Por via de consequência, diante da falta de segurança dos serviços ofertados em detrimento do apelante, presumem-se os transtornos emocionais
e psíquicos experimentados, o que resultou em evidente impacto na prática de seus atos na vida civil e não pode ser considerado um mero
aborrecimento.

Forçoso concluir, portanto, que, o valor fixado na sentença - R$.5.000,00 - comporta revisão.

Nessa linha de raciocínio, levando-se em conta as circunstâncias fáticas que envolvem a quaestio e a capacidade econômica das partes, razoável
que a indenização seja majorada para R$.10.000,00.

Transcrevo, entendimento do Colendo E.STJ, nas palavras da Min. Nancy Andrighi:

"A indenização por dano moral deve atender a uma relação excessiva a ponto de desbordar da razão compensatória para a qual foi predisposta."
(STJ; REsp XXXXX/MG)

De se lembrar que nos termos da Súmula 326, do Colendo Superior Tribunal de Justiça:

"Na ação de indenização por dano moral, a condenação em montante inferior ao postulado na inicial não implica sucumbência recíproca".

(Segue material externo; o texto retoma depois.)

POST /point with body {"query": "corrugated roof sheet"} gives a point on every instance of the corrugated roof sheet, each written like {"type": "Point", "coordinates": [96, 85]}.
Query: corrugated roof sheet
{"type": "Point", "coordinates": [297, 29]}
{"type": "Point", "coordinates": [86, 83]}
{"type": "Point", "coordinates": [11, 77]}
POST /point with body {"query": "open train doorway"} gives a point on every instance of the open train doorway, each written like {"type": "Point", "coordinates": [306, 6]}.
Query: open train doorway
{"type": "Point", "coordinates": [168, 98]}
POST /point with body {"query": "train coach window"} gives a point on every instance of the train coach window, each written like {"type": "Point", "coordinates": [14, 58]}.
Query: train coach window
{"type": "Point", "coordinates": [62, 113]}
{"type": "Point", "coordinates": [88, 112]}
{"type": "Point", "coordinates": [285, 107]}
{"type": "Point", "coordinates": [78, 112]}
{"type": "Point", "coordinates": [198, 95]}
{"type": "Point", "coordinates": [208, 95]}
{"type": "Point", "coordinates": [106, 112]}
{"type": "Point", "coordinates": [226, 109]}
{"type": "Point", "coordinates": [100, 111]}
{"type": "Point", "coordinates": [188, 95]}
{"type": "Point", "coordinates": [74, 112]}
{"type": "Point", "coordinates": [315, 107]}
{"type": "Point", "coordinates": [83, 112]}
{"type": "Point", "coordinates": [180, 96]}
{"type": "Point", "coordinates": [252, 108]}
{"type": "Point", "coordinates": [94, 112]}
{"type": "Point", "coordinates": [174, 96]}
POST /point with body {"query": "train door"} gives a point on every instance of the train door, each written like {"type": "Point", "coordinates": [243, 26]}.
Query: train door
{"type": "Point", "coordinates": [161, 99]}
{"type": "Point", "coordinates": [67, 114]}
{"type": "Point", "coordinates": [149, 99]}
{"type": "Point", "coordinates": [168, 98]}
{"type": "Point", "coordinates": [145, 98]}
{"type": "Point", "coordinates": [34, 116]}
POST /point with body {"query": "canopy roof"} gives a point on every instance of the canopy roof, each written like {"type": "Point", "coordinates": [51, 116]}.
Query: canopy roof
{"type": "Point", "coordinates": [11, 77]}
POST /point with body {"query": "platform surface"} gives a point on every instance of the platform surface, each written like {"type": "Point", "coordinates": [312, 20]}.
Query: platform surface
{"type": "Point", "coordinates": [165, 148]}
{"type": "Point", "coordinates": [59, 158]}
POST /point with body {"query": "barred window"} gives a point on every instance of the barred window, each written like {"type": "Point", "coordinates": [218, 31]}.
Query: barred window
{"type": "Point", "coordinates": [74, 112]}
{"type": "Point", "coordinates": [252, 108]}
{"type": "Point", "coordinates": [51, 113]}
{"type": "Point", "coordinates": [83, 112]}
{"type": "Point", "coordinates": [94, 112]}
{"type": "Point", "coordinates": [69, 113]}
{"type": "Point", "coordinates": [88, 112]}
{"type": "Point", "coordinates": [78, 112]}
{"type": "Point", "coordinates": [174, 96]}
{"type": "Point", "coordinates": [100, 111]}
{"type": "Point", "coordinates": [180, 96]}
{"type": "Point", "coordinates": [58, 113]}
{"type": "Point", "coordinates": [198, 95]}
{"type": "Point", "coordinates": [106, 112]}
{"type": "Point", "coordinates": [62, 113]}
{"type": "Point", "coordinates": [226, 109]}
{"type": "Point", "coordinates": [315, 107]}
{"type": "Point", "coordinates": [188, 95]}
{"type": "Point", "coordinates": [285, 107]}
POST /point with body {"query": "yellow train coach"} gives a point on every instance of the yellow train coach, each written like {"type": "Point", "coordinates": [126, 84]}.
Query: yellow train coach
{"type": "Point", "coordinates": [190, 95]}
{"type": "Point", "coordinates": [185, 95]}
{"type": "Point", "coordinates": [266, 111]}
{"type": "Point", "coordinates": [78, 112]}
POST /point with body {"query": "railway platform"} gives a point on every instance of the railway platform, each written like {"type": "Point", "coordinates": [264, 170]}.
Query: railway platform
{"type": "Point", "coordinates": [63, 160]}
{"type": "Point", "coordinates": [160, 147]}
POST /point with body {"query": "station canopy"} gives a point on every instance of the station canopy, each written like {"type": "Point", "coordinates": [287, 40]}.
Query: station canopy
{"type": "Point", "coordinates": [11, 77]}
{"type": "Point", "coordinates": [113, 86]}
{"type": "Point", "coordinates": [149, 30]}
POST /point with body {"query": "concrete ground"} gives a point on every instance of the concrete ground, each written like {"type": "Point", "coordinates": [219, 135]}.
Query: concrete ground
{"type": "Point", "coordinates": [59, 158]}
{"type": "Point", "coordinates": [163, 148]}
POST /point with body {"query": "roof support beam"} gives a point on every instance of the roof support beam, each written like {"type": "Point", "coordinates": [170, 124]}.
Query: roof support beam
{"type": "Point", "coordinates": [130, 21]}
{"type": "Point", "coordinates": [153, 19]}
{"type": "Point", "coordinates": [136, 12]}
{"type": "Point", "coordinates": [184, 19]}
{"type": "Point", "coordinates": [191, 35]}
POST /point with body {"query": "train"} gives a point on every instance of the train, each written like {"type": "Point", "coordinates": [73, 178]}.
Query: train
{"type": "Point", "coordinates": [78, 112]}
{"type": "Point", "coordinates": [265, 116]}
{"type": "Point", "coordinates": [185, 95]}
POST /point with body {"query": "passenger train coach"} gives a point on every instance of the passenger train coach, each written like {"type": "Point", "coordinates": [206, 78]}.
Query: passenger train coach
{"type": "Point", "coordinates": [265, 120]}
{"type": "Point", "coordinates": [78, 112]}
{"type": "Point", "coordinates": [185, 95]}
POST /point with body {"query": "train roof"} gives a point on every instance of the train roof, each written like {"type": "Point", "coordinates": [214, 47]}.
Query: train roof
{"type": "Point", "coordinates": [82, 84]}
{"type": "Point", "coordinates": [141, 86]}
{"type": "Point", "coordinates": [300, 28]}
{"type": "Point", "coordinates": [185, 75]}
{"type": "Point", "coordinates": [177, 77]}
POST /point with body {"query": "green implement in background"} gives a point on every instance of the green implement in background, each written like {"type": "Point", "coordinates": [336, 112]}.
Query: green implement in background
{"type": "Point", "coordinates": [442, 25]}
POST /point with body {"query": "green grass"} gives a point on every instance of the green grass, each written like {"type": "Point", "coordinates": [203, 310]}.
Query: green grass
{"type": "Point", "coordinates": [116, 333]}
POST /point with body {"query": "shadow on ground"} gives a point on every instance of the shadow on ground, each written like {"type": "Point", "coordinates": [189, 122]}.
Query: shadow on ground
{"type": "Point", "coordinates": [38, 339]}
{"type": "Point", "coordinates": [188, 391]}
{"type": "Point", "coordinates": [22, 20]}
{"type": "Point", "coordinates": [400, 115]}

No que se refere ao termo inicial de incidência dos juros moratórios sobre os danos morais, a insurgência prospera.

Os juros devidos somente podem incidir a partir do evento danoso ( Súmula 54 do STJ) no caso de se tratar de relação extracontratual, o que
ocorre no presente caso.

Nessa quadra, reforma-se parcialmente a r. sentença, para majorar o valor dos danos morais para R$.10.000,00, atualizado a partir da data da
publicação do Acórdão e acrescido de juros da mora de 1% (um por cento) ao mês a partir do primeiro desconto indevido, por se tratar de
responsabilidade extracontratual (Súmula 54, do STJ).

Sucumbente, o réu arcará integralmente com ao pagamento das custas, despesas processuais e honorários advocatícios que fixo em 20% sobre o
valor da condenação atualizado, nos termos do art. 85, §§ 2º e 11, do CPC, em observância ao grau de zelo dos profissionais atuantes, o lugar de
prestação do serviço, a natureza e a importância da causa e o trabalho realizado pelos advogados do vencedor, além do tempo exigido para o seu
serviço.

Ex positis , pelo meu voto, DÁ-SE PROVIMENTO ao recurso.

Por fim, consideram-se prequestionadas e não ofendidas todas as normas jurídicas reportadas no curso do feito.